Chowra Makaremi s’arrête longuement sur ces violences d’État qui ont posé les fondements de la République islamique tout au long des années 1980. Elles ne consistent pas seulement dans la répression politique, mais incluent aussi l’affirmation, par les armes à partir de mars 1979, d’une domination ethnique au Kurdistan iranien. Cette histoire est « peu connue (des Iraniens eux-mêmes) et pourtant incontournable pour saisir la nature de l’État postrévolutionnaire et la façon dont il s’est mis en place » (p. 56).
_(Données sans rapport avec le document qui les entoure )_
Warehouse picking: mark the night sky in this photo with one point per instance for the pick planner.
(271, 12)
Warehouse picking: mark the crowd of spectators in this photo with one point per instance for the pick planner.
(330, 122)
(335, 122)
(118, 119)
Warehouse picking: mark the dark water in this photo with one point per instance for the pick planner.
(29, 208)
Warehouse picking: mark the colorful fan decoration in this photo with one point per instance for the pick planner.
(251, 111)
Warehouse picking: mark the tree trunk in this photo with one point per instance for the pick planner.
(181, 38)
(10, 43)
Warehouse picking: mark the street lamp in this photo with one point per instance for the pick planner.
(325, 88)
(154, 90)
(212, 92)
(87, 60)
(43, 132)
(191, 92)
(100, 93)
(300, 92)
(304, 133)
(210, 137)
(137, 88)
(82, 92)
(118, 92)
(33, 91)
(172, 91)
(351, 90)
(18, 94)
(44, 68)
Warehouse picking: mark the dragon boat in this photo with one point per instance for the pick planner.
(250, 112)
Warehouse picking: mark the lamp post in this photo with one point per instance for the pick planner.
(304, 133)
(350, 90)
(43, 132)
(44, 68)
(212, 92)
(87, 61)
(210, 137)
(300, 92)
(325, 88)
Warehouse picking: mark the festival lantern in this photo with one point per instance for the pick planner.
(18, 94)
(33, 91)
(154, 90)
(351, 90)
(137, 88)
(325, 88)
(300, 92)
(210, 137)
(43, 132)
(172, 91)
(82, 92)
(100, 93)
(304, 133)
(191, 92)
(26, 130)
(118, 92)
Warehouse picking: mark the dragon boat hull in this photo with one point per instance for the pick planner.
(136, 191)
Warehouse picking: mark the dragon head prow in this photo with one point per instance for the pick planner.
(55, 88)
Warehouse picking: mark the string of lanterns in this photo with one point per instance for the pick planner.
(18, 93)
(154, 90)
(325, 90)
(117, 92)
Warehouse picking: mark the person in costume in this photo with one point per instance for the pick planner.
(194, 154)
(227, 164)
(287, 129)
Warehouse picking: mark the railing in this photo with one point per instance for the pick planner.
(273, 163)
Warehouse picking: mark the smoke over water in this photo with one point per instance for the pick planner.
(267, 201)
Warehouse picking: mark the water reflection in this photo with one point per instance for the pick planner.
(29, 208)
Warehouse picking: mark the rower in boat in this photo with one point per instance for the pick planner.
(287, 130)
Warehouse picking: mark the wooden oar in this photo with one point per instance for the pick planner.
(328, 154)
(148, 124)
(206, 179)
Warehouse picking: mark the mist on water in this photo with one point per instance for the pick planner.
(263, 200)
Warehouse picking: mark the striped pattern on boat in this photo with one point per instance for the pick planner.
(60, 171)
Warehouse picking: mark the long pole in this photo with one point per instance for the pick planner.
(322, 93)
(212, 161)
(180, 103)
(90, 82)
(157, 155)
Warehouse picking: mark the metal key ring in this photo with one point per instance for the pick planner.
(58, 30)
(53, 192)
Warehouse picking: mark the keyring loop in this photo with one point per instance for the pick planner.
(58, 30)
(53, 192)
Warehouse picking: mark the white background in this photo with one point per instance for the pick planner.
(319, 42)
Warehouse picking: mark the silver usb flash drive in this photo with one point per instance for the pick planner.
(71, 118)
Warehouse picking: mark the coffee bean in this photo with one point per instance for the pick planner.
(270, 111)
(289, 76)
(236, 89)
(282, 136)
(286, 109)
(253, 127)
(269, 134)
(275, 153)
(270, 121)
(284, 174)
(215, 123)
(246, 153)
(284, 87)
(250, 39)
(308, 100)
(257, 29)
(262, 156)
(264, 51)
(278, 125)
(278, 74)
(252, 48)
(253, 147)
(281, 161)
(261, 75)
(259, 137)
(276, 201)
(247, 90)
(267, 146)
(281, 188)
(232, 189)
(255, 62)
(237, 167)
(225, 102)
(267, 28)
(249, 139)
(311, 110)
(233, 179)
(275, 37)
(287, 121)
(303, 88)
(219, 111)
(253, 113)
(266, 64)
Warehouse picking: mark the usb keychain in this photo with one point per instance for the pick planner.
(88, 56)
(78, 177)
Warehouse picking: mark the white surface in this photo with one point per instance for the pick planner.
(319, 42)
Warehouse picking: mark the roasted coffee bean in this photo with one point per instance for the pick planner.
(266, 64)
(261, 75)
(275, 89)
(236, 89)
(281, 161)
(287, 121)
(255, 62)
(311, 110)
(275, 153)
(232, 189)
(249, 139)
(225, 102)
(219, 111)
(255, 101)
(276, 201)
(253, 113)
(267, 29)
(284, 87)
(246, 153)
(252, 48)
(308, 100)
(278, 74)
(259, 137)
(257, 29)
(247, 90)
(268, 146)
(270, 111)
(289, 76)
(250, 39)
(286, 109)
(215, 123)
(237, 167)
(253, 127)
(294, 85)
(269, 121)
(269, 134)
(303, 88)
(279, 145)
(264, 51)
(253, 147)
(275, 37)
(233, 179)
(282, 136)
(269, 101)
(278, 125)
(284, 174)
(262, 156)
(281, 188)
C’est dans le combat contre la population kurde que la République islamique forgera son appareil sécuritaire et paramilitaire dont font notamment partie les gardiens de la révolution. L’autrice consacre toute une chronique éclairante à ce « deuxième pilier, au côté du clergé » (p. 282), de l’État postrévolutionnaire. Les gardiens de la révolution sont aujourd’hui une puissance économique (organisation fortunée et corrompue à la fois) aussi bien qu’entrepreneurs de la violence qui sont essentiels pour le terrorisme d’État iranien et son projet impérialiste chiite que ça soit en Irak, au Liban, en Syrie, au Yémen ou en Palestine.
Puis, il y a évidemment la guerre contre l’Irak entre 1980 et 1988. Cette dernière a été menée par la jeune république au prix d’un sacrifice énorme de vie humaines, payé notamment par des jeunes lancés sur les champs des mines ou vers les tranchées ennemies. Née ainsi « la figure archétypale du martyr combattant » (p. 20) des jeunes des bidonvilles, victimes de la politique de modernisation du chah. La guerre était aussi « un merveilleux moyen de mobiliser le patriotisme iranien et le nationalisme pour construire la nouvelle identité politique, républicaine islamique, nécessaire à l’institution de la théocratie » (p. 317-318).
L’autrice soutient qu’une nouvelle subjectivation naît dans cette période. Elle incluait le culte du martyr, la polarisation contre les ennemies intérieurs (« infidèles », minorités ethniques) et extérieurs (le socialisme arabe, les États-Unis, Israël), le silence à propos des violences d’État (notamment les exécutions massives des prisonnier.e.s politiques à la fin des années 1980) et une économie symbolique patriarcale de l’espace public (port du voile obligatoire pour les femmes et plus généralement pudeur imposée à tou.te.s). Cette subjectivation était essentiellement une socialisation politique se caractérisant par un ensemble de lignes rouges qu’on ne pouvait franchir qu’au prix d’une répression pouvant aller jusqu’à la mise à mort.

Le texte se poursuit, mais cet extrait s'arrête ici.